Boldt reads the case to suggest that in the new economy, content providers -- whether networks or faculty -- actually have the upper hand, if they’re willing to use it.  They just have to be willing to get tough on middlemen, whether cable providers or colleges.

It’s an appealing metaphor.  It’s accessible, concrete, and flattering to his likely audience.  But I don’t think he followed the logic all the way out, and that’s why I don’t buy it.

What tipped the balance in the CBS-Time Warner dispute was the viewers.  They cared more about the loss of football than they did about higher retransmission fees, at least in the short term.  Or at least the loud ones did.  Since cable providers have monopolies in most of the areas they serve -- do NOT get me started on that -- customers don’t really have the option of choosing to go with someone else if they want cable.  In most of the country, it’s the local provider or nothing.  (Satellite helps somewhat, in some places, but not in apartment-heavy Manhattan.)  So customers can’t really vote with their feet.  And some content -- in this case football -- is unique; if you’re a Jets fan, you’re a Jets fan, and there’s just nothing to be done about that.

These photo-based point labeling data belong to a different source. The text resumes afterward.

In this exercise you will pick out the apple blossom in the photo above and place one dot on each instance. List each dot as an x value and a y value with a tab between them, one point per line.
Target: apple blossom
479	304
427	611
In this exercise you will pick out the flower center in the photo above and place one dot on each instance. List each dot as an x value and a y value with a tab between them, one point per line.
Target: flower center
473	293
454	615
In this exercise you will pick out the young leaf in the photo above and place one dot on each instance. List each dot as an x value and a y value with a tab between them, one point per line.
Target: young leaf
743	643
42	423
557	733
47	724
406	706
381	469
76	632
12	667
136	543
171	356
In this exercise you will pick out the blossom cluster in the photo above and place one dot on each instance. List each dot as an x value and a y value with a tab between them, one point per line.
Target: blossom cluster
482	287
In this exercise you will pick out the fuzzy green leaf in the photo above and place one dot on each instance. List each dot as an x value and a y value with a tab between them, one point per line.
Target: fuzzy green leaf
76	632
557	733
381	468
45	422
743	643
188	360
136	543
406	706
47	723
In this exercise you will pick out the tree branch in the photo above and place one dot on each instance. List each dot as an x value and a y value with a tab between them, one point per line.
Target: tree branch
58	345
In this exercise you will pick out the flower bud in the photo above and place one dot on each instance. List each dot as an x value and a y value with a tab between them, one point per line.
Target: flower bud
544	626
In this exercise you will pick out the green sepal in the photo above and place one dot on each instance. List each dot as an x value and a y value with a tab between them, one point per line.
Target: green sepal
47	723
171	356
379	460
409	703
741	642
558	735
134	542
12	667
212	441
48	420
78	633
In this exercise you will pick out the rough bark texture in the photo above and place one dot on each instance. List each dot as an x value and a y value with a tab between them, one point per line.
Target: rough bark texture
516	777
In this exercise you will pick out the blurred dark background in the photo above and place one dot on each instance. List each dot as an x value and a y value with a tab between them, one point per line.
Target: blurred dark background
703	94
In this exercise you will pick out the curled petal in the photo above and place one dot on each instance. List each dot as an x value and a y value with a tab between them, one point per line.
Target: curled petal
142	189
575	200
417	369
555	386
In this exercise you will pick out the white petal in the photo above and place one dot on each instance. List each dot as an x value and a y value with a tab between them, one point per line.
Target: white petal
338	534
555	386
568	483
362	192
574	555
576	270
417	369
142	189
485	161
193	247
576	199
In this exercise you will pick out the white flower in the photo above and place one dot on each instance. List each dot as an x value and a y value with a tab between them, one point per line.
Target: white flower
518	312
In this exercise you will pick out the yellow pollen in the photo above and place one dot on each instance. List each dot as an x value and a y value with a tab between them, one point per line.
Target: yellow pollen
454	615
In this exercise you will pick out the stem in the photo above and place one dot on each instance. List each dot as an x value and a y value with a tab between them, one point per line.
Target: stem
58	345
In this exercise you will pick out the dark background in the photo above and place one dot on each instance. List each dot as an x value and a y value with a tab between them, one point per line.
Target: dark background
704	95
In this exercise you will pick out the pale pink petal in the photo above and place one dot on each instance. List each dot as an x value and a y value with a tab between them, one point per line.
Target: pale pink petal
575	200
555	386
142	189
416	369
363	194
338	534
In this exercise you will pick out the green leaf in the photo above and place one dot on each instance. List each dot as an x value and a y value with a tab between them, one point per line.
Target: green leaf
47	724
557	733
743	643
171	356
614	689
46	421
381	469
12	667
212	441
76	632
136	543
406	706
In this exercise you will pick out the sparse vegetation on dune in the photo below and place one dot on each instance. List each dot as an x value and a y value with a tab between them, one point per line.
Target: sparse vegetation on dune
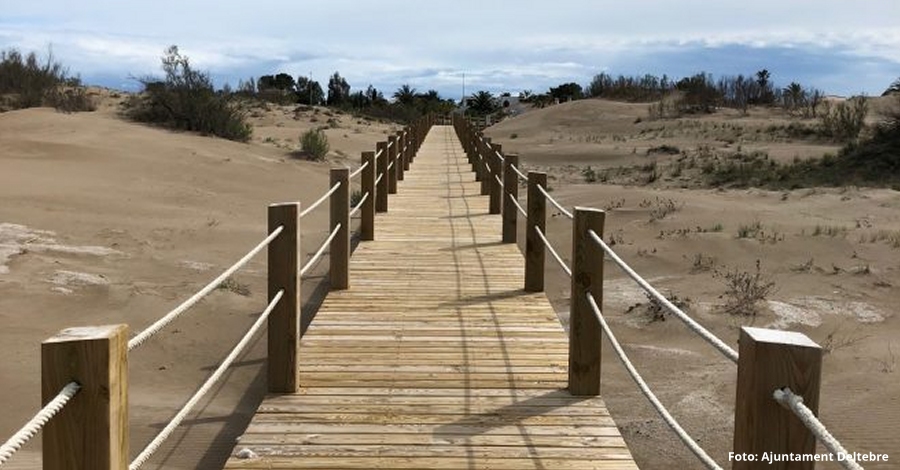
26	82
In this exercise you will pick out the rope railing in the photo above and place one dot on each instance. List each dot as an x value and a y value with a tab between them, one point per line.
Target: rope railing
710	338
154	445
309	264
359	170
642	384
143	336
793	402
518	206
556	204
358	206
40	419
320	200
559	260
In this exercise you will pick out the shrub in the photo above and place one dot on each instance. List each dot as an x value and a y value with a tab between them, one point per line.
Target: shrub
26	83
314	143
186	100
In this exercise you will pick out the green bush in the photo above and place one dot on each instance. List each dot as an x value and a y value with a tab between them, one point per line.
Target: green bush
27	83
314	143
186	100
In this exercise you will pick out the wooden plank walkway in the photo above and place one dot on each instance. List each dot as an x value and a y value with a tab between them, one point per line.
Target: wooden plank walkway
435	357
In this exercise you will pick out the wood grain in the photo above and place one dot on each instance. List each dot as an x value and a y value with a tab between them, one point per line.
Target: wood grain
435	357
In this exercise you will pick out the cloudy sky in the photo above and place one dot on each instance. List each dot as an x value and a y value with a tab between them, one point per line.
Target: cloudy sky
840	46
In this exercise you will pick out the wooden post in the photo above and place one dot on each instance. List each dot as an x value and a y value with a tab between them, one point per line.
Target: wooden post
768	360
484	145
367	184
401	154
587	277
496	189
392	159
381	192
284	321
92	430
534	247
339	252
510	190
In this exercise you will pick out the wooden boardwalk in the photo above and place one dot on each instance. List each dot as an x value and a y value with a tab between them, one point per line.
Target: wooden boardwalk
435	357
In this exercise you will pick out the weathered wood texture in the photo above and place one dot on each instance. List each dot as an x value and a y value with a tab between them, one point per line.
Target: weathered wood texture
435	357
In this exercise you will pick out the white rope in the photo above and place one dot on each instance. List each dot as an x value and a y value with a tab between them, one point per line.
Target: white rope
157	441
359	204
321	250
726	350
359	170
553	252
321	199
35	424
162	322
553	201
794	402
679	431
518	206
523	176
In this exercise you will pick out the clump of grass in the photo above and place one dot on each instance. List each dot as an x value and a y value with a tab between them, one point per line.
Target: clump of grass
232	285
314	143
744	290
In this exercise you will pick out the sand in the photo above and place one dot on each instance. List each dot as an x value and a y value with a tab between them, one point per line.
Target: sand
827	250
106	221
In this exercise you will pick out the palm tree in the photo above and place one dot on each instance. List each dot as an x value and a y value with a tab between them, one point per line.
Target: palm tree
405	95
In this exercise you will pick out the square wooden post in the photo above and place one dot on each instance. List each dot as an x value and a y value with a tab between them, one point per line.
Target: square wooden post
339	251
367	222
534	246
511	191
769	360
381	186
91	431
587	278
284	321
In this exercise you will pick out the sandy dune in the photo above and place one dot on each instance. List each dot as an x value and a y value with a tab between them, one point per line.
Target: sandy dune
828	251
104	221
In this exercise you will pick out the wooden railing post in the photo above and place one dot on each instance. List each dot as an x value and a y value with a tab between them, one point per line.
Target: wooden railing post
381	192
367	186
401	155
496	189
92	430
768	360
284	321
339	251
484	150
511	190
392	159
587	277
534	247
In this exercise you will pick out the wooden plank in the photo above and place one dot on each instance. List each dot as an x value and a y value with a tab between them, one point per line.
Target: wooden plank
436	357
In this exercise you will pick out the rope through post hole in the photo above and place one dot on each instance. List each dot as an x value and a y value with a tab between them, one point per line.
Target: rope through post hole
556	204
553	252
40	419
321	200
359	170
693	325
518	206
157	441
359	204
788	399
169	317
322	248
663	412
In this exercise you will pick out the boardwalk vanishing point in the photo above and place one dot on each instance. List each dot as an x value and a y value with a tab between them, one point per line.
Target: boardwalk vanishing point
435	357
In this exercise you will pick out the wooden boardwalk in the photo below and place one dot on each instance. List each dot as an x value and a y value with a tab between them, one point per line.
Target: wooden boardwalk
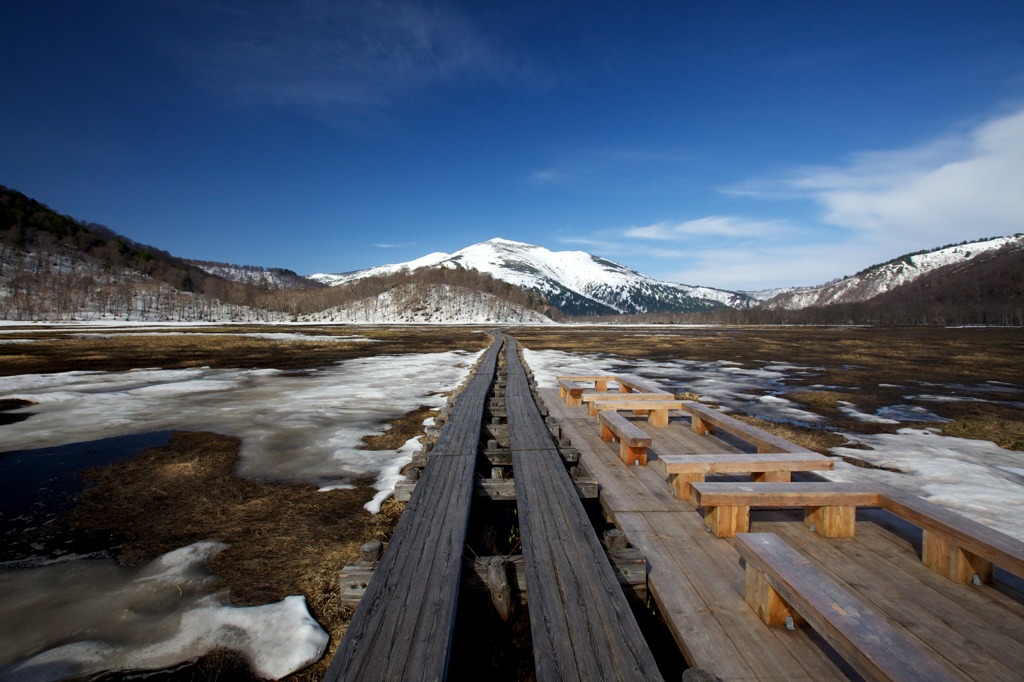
402	628
698	581
581	623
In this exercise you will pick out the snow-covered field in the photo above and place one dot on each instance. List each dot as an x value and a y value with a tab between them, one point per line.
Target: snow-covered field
308	425
976	478
90	615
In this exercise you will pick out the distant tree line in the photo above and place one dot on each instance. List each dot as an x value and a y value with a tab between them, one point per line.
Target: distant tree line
53	266
987	290
412	284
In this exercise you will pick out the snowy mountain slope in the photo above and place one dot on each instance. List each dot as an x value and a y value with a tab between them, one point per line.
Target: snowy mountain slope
573	281
886	276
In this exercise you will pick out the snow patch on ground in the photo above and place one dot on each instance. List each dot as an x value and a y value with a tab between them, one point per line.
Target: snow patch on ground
974	477
968	476
294	426
91	616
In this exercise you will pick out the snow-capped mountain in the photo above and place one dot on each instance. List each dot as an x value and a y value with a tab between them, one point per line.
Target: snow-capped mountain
435	304
884	278
576	282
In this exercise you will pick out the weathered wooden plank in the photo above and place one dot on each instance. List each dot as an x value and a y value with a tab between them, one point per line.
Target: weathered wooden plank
684	470
864	638
706	419
402	627
983	641
958	542
581	623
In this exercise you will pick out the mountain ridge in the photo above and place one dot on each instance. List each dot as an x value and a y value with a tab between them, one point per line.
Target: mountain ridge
576	282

(Before I get the hate mail, let it be known that I was sentenced by the football gods to be a Bills fan, having grown up in Rochester.  Bills fans suffer enough that we can say anything about any team at any time.)

I don’t know which part of that is supposed to apply to the faculty-college relationship.  Most colleges don’t have local monopolies, at least in suburban and urban settings.  And most faculty don’t have well-known, highly desired expertise that is entirely unique to them individually.  Yes, there are exceptions at top-flight research universities, but I’m thinking of the average English or Psych professor.  Some are better teachers than others, but the whole concept of the transfer of credit assumes a certain level of consistency.  From the outside, non-experts (such as prospective students) can’t be expected to know which American history professor is a life-changer and which is merely competent.  They rely on institutions to do that screening for them.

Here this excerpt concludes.